A Cossack revival has been proceeding in Southern Russia that for centuries was a bastion of Cossack culture. During seven decades of Communist rule, the Cossacks, descendants of Tatars and escaped serfs, were suppressed. Some were jailed or executed. Their lands were confiscated. Their uniforms were banned. The Cossack schools were shut down. But now, Cossacks strut around in full military regalia, complete with sheepskin hats, riding boots and sabers, wearing a characteristic hairstyle.

For the resurgent Cossacks, the future is in essence the rediscovery of the pre-revolutionary past when the Czar was the Czar, Russia was an empire and Communism was just an obscure political movement. The collapse of the Soviet Union has opened the way for a Cossack revival, which Mr. Yeltsin has supported with Presidential decrees, including a recent order establishing a new government on Cossack affairs. Estimates of the number of Cossacks in Russia are difficult to come by.
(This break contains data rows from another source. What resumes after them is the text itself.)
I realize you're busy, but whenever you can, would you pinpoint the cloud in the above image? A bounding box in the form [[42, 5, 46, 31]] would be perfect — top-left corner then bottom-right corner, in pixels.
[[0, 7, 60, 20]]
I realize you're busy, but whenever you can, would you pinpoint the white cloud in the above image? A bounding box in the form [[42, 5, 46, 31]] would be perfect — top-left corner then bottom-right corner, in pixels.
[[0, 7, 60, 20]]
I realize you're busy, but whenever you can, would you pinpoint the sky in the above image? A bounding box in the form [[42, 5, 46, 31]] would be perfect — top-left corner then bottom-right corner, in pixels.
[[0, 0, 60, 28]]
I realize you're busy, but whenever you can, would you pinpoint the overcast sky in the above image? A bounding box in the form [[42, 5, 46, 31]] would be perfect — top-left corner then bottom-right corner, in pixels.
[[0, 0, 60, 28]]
There were more than four million Cossacks in the Russian empire before the Revolution. Current figures of those taking part in the Cossack movement range from the hundreds of thousands to the millions. These images, besides showing Cossacks' life in general, zero in on two typical three generations Cossack family. The Onuchkos family live in the stanista ( traditional Cossack village) of Brukhovetskaya, in the Kuban step region of Russia. The Vechekkin in the town of Bokovskaya in the famous Don region in Central Russia Through their rituals and traditions in their daily life, the story shows a revealing and intimate portrait of Cossackhood in this new century.